Apesar de os revolucionários quase terem pego por engano o embaixador de Portugal, que, pouco antes, passou pelo caminho normalmente percorrido pelo diplomata norte-americano, o sequestro foi bem sucedido. Elbrick acabou sendo trocado por 15 prisioneiros políticos, que no dia 6 de setembro embarcaram para o México. Além da libertação dos companheiros, os guerrilheiros conseguiram divulgar nas rádios e jornais de todo o país um manifesto contra a ditadura, o que despertou a atenção nacional e internacional para sua luta contra os militares (nesse tempo todo e qualquer tipo de mídia estavam censurados).
O segmento do embaixador Burke Elbrick deflagrada uma onda de novas ações da mesma natureza e trocas de prisioneiros, como o caso da VPR entre outras.
HISTÓRICO
O MR-8 originou-se de uma dissidência do PCB no meio universitário do Estado da Guanabara - a DI-GB, que se formou a partir de 1964, separando-se do PCB em novembro de 1966, quando das eleições legislativas realizadas naquele ano - os militantes da DI-GB, ao contrário as orientações do PCB, preconizavam o voto nulo.

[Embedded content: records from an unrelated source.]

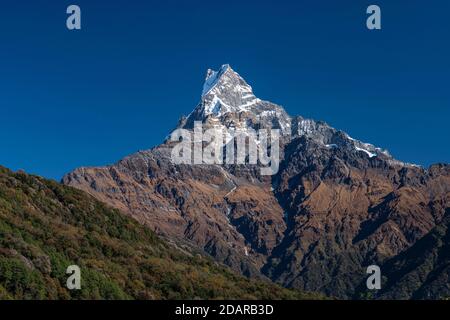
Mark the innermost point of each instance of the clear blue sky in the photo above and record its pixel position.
(119, 85)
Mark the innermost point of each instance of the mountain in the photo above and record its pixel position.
(45, 227)
(422, 271)
(334, 206)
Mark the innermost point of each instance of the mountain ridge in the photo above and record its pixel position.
(334, 198)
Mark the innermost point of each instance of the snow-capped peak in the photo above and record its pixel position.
(226, 91)
(212, 77)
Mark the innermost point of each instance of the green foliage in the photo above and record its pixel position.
(45, 227)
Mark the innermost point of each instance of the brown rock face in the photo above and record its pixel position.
(335, 206)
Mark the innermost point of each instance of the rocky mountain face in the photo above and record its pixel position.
(335, 206)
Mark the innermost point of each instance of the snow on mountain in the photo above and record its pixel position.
(228, 100)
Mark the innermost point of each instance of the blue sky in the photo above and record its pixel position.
(91, 97)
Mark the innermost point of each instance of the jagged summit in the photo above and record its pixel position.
(227, 99)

Em fevereiro de 1967, a DI-GB realizaria sua I Conferência, constituindo-se como organização e formulando uma linha política e um texto sobre a luta armada. Em 1967, a DI-GB viveria um processo de luta política interna, perdendo militantes para a Corrente do PCB e para os COLINA (Comando de Libertação Nacional). Mas a organização se reergueria em dezembro de 1967 com a II Conferência, definindo nova linha política.
A DI-GB manteria um perfil próprio, ampliando-se consideravelmente no decorrer de 1968 quando teve um papel de destaque nas mobilizações estudantis. Em abril de 1969, a III Conferência definiria a Dissidência como "organização comunista empenhada na guerra revolucionária", datando daí sua participação em ações armadas. Em setembro de 1969, a DI teria papel dominante na concepção e realização do seqüestro do embaixador norte americano, sendo auxiliada na execução da ação por quadros da ALN (Ação Libertadora Nacional). Foi no curso desta ação que a DI adotaria o nome MR-8 com o objetivo de confundir e desmoralizar a repressão que anunciara semanas antes a destruição da mesma organização. O nome, assumido para efeitos propagantísticos, permaneceria desde então.
Apesar de sucessivos golpes da repressão, em 1970, o novo MR-8 ampliou seu trabalho, estabelecendo contatos em fábricas e áreas rurais. Em 1971, dois textos: "Orientação para a prática" e "Como prosseguir", além de outros sobre experiências de trabalho político em áreas rurais e urbanas mostravam uma organização aparentemente sólida. Entretanto, em meados de 1971 e 1972, novos golpes da repressão quase liquidariam a organização obrigando sua direção a recompor no exterior o trabalho do MR-8.